Dr. Bob had sciatica and was feeling in need of therapy. We walked into Whitby - well I did, he limped slightly - where he found a massage parlour and where, with some misgivings, I left him to it.

“I had the full Lutheran massage.” He confided. “She was Swedish.”

“You smell overpoweringly of coconut.”

“Yes. She used Malibu. Still I’ve no doubt it makes a better essential oil than it does an alcoholic drink.”

“How’s your back?”

“Who cares?”

I have been enjoying the residential very much. Being surrounded by supportive people is exactly what I have needed at this time because I know that I have been preoccupied this week. When Pastor Mark arrived for a pastoral visit I could have kissed him. He came straight from work and stayed for dinner, chatting to my friends and to the staff, some of who he knew from his time on the course some years ago.

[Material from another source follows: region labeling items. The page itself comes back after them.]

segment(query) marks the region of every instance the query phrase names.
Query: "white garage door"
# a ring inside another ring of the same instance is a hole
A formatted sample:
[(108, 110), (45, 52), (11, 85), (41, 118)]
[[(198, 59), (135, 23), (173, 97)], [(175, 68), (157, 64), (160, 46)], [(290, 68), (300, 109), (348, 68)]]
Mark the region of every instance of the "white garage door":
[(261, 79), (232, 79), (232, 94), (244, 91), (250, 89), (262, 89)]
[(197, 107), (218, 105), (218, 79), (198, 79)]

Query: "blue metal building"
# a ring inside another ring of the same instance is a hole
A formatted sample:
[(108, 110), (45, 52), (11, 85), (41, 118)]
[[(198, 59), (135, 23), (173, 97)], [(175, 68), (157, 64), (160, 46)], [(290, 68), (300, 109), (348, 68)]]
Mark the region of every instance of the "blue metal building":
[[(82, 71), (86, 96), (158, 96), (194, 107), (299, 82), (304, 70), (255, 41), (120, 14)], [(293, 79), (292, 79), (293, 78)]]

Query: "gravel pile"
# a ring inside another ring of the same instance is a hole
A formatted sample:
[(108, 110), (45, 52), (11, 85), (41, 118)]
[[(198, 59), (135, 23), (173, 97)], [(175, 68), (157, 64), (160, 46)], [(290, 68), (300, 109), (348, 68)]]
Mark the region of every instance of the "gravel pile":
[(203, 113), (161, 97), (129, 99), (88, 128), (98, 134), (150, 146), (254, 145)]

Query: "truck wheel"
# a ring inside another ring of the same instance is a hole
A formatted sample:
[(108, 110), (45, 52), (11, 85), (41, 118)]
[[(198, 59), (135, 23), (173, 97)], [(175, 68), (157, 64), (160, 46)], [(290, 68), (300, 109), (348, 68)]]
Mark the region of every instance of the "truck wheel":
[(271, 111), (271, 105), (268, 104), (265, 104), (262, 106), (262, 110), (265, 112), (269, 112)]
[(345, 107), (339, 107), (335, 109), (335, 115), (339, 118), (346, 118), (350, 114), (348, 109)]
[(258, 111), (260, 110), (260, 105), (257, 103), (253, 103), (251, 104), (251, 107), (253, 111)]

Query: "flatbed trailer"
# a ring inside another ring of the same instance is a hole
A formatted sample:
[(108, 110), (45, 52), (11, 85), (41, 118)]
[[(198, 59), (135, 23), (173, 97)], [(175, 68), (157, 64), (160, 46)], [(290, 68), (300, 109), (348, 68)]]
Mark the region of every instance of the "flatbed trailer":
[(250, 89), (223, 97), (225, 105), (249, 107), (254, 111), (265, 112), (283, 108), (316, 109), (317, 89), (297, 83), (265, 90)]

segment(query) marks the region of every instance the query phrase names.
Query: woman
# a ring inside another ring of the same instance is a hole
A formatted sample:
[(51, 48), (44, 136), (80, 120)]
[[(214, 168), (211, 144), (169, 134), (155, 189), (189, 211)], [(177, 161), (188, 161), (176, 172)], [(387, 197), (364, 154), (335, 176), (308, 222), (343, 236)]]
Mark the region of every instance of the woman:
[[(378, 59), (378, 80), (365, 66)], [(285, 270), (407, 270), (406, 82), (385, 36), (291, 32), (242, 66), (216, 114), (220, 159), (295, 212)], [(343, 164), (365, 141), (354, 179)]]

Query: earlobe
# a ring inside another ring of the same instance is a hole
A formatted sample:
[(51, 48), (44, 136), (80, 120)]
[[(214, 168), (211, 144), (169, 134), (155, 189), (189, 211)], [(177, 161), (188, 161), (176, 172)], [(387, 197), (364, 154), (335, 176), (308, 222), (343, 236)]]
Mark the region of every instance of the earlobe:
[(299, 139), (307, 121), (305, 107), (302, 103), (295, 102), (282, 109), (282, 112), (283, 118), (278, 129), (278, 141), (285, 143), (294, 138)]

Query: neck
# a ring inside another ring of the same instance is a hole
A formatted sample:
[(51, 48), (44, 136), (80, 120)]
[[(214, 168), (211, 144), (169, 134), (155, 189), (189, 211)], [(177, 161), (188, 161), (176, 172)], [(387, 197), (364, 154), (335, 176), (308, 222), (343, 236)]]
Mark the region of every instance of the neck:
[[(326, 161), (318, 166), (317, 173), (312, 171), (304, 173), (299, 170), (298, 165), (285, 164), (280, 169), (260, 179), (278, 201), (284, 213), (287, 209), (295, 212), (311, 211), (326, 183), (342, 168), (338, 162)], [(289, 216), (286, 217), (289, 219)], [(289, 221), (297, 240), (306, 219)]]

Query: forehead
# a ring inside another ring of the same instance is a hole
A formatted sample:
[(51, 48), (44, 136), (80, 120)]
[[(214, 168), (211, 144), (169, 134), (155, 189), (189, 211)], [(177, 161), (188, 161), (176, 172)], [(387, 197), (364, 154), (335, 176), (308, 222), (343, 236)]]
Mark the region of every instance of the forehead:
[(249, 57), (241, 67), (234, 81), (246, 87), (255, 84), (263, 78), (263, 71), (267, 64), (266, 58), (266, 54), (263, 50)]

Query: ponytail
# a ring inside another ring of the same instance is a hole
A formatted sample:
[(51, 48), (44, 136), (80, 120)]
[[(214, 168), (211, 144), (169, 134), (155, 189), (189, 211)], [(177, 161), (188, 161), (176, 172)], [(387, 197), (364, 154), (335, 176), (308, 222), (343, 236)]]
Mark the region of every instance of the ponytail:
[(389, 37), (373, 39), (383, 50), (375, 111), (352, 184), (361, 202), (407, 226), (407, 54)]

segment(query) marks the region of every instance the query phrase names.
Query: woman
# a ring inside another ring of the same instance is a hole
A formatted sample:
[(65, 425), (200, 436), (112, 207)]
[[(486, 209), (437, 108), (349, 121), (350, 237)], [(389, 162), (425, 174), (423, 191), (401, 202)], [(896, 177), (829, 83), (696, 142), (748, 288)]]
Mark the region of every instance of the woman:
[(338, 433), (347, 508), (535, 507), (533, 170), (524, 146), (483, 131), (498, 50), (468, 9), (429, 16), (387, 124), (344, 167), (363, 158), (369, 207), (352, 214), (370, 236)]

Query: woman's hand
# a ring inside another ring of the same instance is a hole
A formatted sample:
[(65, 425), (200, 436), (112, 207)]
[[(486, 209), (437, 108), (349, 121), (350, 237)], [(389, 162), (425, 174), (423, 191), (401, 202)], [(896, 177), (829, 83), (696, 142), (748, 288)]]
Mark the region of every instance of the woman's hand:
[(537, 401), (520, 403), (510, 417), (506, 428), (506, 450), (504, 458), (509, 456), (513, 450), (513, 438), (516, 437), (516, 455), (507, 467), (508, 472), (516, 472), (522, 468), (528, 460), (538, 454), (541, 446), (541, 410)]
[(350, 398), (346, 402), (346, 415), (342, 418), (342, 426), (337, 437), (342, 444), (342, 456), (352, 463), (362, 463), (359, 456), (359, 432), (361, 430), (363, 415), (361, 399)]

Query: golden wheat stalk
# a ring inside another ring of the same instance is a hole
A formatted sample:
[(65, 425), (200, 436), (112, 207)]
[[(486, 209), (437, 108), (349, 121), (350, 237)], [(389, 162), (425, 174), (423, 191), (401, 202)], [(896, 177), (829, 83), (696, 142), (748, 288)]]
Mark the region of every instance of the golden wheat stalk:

We sat quietly in the bar and talked, skipping a service so that we could have some time to ourselves.

I went to bed feeling affirmed.

We had a wonderful Good Friday service with the nuns in the Priory Chapel and a string quartet playing Haydn’s “Last Words from the Cross.” We came from there to lunch and the juxtaposition of Haydn with Kylie Minogue which some hapless domestic had left on in the kitchen. “I should be so lucky; lucky, lucky, lucky in love.” Is this a piece of post-modern Good Friday music? Is there an essay to be had on the theology of Kylie Minogue? Could I abandon my “Late onset lesbianism in the inter-testamental period” (subheading “Apocryphal Dykes”) research project, in favour of Kylie?